Zübeiyir Aydar, le responsable du Conseil national kurde, la façade légale du PKK, a affirmé que cette action venait contrecarrer les négociations de paix qui ont lieu actuellement. Pour lui, elle serait le fait de l'« Etat profond », terme qui désigne des activistes ultraconservateurs présents au sein du monde politique, administratif et militaire turc. Cette accusation est logique venant d'un opposant aussi déterminé à l'Etat turc. Il semble toutefois que les membres de « Etat profond » se font actuellement très discrets par peur d'être arrêtés dans le cadre des procès Ergenkon. De nombreux responsables militaires, de l'administration, des journalistes, des avocats sont actuellement en prison où sous le coup d'enquêtes pour leur participation à des complots supposés contre l'AKP, le parti islamique actuellement au pouvoir en Turquie.
Parallèlement, il existe le mouvement ultranationaliste des « Loups gris », connu pour sa tentative d'assassinat du pape Jean-Paul II. Toutefois, son importance et sa capacité technique à monter une telle opération restent théoriquement insuffisantes.
Les moukhabarat Syriens ont les mêmes compétences mais, pour l'instant, il semble qu'ils soient totalement occupés à lutter à l'intérieur du territoire syrien contre l'insurrection et, à l'extérieur, contre l'opposition.
Le Vevak et la force Al-Qods des Iraniens sont actuellement lancés dans des opérations homo contre des intérêts israéliens qui réussissent plus ou moins bien. D'autre part, il est vraisemblablement qu'ils ont infiltré les mouvements kurdes à l'étranger depuis de longues années, question de les garder sous surveillance et, éventuellement de pouvoir les utiliser de l'intérieur. Ils ont aussi pu le faire, techniquement.

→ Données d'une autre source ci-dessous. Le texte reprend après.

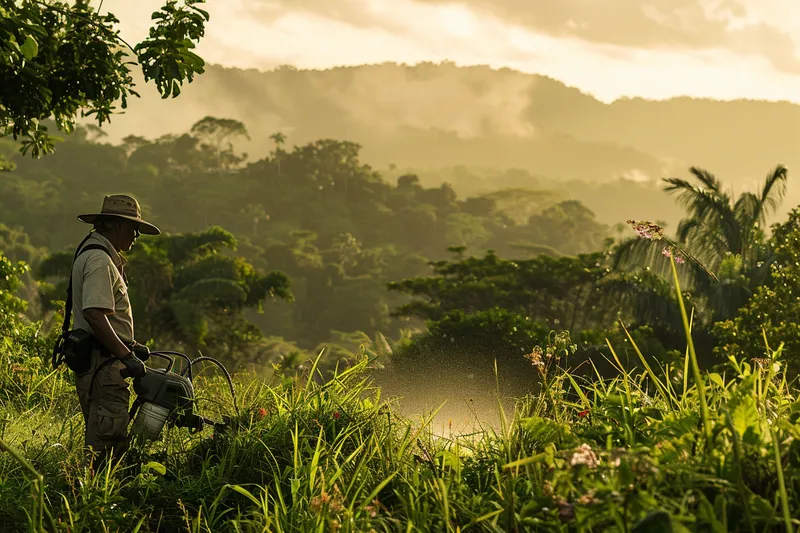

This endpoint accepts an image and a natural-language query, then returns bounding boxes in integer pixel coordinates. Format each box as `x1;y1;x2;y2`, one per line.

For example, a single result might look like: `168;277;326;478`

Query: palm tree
611;164;788;325
270;132;287;176
665;164;787;272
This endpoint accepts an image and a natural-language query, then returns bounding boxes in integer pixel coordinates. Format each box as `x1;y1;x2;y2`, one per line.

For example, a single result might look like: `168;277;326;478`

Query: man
71;194;160;471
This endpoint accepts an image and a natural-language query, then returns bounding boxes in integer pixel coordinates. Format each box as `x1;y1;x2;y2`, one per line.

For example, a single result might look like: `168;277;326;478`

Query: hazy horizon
98;0;800;105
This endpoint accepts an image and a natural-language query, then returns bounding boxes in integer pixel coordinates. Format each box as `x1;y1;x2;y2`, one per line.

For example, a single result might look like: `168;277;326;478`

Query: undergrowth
1;259;799;532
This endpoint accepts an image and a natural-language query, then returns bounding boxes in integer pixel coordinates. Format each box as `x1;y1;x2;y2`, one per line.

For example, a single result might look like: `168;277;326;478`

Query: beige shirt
71;232;134;344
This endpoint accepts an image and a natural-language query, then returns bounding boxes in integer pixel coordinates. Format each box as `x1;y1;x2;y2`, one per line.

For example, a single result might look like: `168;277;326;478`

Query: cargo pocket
95;403;129;442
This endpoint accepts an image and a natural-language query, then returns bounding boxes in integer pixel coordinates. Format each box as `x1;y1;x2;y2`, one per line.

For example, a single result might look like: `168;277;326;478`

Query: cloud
412;0;800;74
97;0;800;105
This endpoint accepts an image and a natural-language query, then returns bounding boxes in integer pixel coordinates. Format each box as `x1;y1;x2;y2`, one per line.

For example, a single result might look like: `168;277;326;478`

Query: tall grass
1;259;800;531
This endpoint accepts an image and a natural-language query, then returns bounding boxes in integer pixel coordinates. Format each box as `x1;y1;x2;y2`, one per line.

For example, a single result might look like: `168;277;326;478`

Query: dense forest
1;111;797;393
93;62;800;230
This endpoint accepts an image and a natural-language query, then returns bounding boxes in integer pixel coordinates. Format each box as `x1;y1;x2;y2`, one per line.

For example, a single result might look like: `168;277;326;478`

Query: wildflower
256;407;268;420
577;409;590;418
329;485;344;513
626;219;664;240
364;499;379;518
569;443;600;468
662;245;686;264
752;357;771;369
578;491;600;506
525;346;544;367
333;411;341;419
310;492;331;513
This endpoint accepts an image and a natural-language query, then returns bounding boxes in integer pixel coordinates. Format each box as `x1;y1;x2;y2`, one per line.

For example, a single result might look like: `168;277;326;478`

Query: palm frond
611;236;709;287
706;280;751;322
675;218;702;244
758;164;788;220
662;177;741;255
733;192;760;228
611;236;665;272
687;166;727;198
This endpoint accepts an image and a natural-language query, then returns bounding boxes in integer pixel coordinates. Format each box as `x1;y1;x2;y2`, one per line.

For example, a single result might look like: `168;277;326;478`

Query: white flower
570;444;600;468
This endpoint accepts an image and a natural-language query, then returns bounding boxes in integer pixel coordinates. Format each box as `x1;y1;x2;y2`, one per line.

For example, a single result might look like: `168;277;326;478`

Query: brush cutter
121;351;236;441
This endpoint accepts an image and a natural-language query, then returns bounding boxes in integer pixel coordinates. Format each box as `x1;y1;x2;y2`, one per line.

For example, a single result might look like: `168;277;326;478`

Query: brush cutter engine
124;352;235;441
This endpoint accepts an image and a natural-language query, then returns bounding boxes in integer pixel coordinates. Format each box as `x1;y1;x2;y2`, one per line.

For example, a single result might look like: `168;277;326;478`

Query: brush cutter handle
148;352;176;372
119;353;146;378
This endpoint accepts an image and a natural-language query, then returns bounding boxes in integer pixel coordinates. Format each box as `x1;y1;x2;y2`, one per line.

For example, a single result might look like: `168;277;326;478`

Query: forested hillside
80;62;800;230
0;120;617;372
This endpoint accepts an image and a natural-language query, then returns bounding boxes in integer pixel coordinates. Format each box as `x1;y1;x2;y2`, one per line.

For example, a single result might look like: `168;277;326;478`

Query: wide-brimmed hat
78;194;161;235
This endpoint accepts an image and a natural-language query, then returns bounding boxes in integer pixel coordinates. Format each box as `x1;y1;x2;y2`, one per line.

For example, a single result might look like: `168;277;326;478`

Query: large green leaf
728;377;761;445
19;35;38;60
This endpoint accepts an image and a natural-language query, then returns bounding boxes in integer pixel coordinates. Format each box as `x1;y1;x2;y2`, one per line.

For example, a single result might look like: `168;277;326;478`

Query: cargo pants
75;348;131;466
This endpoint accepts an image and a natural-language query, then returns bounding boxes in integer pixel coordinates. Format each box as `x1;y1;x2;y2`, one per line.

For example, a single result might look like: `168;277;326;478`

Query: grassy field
1;271;799;532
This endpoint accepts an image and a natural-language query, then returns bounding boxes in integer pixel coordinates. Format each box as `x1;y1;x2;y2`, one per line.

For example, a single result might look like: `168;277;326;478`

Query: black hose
153;351;193;380
186;356;239;415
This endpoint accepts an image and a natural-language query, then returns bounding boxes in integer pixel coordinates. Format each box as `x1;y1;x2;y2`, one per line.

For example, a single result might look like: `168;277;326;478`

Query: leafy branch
0;0;210;157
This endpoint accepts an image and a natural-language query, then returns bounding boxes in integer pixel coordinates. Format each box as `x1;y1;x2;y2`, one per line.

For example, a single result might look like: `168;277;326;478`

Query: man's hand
129;341;151;362
120;352;146;378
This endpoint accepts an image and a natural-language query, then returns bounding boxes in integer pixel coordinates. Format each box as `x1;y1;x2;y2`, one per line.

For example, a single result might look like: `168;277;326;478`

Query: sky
99;0;800;104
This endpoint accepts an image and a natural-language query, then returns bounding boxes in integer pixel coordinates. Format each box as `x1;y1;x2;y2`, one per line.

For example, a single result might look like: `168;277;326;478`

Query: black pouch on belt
61;329;95;373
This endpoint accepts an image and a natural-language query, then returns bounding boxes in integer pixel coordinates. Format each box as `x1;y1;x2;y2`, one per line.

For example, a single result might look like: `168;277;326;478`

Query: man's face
115;220;141;252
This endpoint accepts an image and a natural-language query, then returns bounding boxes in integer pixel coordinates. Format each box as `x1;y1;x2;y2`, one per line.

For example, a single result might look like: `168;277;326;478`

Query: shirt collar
88;232;126;268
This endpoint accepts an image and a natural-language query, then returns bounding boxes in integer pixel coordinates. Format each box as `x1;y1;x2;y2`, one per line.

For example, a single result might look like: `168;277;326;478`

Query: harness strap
52;234;125;369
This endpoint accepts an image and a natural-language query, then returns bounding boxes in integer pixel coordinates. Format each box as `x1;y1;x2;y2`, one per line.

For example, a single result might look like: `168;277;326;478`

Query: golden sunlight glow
99;0;800;104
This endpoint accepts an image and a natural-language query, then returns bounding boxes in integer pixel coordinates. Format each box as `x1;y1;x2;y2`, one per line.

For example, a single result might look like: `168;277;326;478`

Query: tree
713;208;800;375
269;131;287;175
614;165;788;323
665;165;787;271
388;248;614;332
190;116;250;174
1;0;209;157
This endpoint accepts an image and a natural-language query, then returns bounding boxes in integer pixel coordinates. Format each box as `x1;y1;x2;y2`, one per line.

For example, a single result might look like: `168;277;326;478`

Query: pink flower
627;220;664;240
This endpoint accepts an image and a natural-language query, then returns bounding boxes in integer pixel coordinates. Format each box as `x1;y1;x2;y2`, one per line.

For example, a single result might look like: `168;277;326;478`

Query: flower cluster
569;443;600;468
524;346;545;367
310;484;344;514
577;490;601;506
626;219;664;240
363;498;380;518
661;245;685;264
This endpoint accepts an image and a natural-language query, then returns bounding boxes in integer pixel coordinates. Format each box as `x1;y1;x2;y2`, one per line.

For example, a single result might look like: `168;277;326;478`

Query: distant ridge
94;61;800;190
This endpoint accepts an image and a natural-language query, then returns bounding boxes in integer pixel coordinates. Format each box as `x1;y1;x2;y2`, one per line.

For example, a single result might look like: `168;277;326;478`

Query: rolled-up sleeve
81;257;115;312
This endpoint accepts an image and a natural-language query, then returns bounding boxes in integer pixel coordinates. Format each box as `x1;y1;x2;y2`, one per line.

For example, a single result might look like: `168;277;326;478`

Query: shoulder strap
60;236;121;337
53;235;125;369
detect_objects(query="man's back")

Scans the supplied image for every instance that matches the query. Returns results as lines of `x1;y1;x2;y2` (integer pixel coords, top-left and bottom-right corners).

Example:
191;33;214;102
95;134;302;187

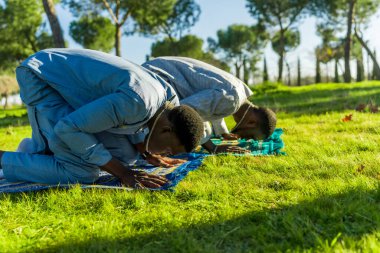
20;48;170;110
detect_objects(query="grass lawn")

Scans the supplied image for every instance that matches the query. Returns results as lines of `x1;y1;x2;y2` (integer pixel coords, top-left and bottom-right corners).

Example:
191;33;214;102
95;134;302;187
0;82;379;252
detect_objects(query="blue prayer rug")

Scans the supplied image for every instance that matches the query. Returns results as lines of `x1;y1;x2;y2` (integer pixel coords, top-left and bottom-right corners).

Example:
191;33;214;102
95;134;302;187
0;128;284;193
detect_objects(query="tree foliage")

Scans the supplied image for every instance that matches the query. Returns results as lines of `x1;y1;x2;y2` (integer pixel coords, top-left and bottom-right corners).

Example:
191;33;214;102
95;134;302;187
271;29;300;56
151;34;229;71
208;24;268;81
138;0;201;40
246;0;309;82
70;15;115;52
311;0;380;82
62;0;176;56
0;0;54;70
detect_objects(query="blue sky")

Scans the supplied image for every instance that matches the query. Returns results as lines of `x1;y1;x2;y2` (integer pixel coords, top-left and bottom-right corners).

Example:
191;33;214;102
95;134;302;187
55;0;380;80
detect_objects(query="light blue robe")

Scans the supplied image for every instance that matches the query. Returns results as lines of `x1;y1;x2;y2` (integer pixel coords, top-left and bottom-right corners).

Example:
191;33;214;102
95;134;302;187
1;49;178;184
142;56;253;136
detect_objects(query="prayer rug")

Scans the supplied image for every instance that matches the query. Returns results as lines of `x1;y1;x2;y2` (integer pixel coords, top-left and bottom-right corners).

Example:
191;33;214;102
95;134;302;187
0;128;284;193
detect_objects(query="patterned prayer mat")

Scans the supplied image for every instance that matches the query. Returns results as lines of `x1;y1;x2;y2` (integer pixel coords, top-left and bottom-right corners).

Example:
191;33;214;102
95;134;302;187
0;128;284;193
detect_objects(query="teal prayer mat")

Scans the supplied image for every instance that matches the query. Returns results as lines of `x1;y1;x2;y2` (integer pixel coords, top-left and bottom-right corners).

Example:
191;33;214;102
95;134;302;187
197;128;285;156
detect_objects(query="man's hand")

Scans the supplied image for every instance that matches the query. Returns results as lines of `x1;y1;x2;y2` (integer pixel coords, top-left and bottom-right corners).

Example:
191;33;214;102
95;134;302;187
121;169;168;189
100;157;169;189
221;133;240;140
214;144;250;154
145;153;186;167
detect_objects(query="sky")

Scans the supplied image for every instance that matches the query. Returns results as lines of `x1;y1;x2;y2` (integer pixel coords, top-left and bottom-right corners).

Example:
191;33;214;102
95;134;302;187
54;0;380;80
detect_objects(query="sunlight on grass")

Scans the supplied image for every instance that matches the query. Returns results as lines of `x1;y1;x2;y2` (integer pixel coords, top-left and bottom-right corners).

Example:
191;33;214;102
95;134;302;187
0;83;379;252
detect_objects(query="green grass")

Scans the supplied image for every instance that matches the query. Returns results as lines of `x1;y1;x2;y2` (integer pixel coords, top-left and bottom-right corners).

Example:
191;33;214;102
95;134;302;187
1;82;380;252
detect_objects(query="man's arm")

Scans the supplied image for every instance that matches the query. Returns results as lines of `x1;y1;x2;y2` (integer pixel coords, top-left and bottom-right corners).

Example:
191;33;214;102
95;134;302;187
100;157;168;188
54;92;148;167
202;139;249;154
134;143;186;167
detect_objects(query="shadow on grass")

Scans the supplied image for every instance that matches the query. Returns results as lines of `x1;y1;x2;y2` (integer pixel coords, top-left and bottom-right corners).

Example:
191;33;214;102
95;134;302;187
254;85;380;116
39;187;380;252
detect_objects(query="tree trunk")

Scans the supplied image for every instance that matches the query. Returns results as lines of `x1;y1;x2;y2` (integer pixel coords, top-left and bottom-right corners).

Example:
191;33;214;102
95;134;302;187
277;30;285;82
3;95;8;110
343;0;356;83
42;0;65;48
316;57;321;84
243;58;250;84
354;30;380;80
263;57;268;82
367;50;371;80
334;59;340;83
297;57;301;86
356;54;364;82
235;63;241;80
115;24;121;56
373;50;379;80
325;63;329;83
286;61;291;86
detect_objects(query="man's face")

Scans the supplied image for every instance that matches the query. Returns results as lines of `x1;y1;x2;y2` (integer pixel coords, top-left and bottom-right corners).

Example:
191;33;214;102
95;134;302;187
145;129;186;156
232;111;266;140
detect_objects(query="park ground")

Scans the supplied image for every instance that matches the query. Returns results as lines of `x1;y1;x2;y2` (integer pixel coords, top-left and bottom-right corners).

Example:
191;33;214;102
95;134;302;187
0;82;379;252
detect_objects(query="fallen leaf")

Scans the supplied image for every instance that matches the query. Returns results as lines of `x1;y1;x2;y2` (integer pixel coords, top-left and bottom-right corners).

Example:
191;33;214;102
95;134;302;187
369;104;379;113
342;114;353;122
356;164;365;173
355;103;367;112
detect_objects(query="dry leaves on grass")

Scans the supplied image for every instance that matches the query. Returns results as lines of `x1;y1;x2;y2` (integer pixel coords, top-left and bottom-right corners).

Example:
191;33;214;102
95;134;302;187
342;114;353;122
356;164;365;174
355;101;379;113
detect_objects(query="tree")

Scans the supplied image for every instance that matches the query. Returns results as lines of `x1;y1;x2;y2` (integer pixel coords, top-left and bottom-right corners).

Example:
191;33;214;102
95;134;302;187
0;0;54;70
62;0;176;56
70;15;115;52
315;56;321;83
246;0;309;82
208;24;267;81
151;34;229;71
140;0;200;55
351;38;364;81
42;0;65;47
263;57;269;82
314;23;344;83
354;34;380;81
297;57;301;86
139;0;200;40
343;0;355;82
271;29;300;83
311;0;380;82
372;50;379;80
334;59;341;83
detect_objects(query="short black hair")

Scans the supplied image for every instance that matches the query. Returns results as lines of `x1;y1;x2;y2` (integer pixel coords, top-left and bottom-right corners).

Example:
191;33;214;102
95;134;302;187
254;107;277;139
168;105;204;152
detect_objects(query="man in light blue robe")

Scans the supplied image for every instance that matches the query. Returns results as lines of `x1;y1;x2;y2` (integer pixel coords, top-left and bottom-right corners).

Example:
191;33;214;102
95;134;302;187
142;56;277;153
0;49;204;188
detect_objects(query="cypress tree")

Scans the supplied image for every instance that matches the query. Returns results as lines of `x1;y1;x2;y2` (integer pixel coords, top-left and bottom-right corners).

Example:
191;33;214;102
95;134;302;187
297;57;301;86
334;59;340;83
316;57;321;83
263;57;269;82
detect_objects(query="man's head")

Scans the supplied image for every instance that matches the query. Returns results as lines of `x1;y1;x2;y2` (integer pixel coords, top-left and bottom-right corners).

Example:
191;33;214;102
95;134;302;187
231;102;277;140
145;104;204;155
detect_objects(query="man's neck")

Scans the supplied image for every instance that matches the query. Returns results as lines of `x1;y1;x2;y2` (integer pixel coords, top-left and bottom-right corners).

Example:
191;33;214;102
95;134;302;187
233;104;249;122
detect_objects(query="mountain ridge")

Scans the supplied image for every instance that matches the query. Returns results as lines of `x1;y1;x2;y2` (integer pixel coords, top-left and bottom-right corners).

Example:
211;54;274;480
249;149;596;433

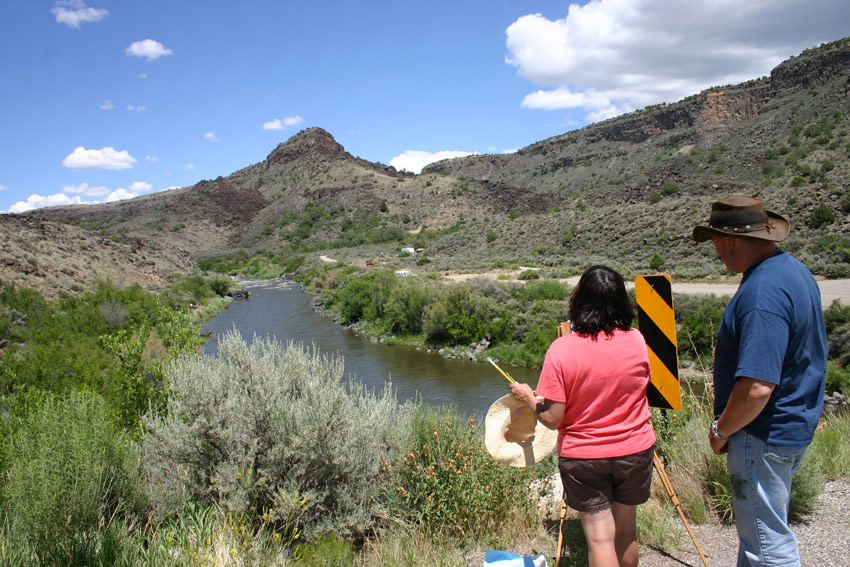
6;37;850;298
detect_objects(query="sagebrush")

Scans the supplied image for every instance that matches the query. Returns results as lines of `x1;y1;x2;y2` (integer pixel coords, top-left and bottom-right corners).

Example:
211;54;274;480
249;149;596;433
142;331;410;542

Il peut également s'agir d'une affaire interne au PKK. En effet, un règlement de compte intérieur, privé ou politique ne peut être écarté. Les activistes du PKK sont violents, bien entraînés et souvent armés, même quand ils sont dans des pays neutres. Une faction extrémiste peut très bien avoir agi. Enfin, il n'est pas impossible qu'il s'agisse d'un crime purement crapuleux, le PKK gérant d'importantes sommes d'argent provenant de l'impôt révolutionnaire (racket) et de différents trafics dont celui de drogue.
Les enquêtes à venir devraient lever un coin du voile. Mais il est possible que la vérité, même si elle est clairement établie, soit difficile à admettre par certains. En effet, les passions sont exacerbées et la grande majorité des 150 000 personnes de la communauté kurde vivant en France n'aime pas le régime turc, ni même la Turquie dans sa globalité. D'ailleurs, sans même attendre les premiers résultats de l'enquête, certains de ses membres n'ont pas hésité pas à pointer du doigt Ankara. D'un autre côté, la communauté turque, certes plus modeste en nombre, est très chatouilleuse en ce qui concerne ce qu'elle considère comme étant son honneur. En conclusion, si, à haut niveau, le dialogue est possible, il est beaucoup plus ardu à établir à la base.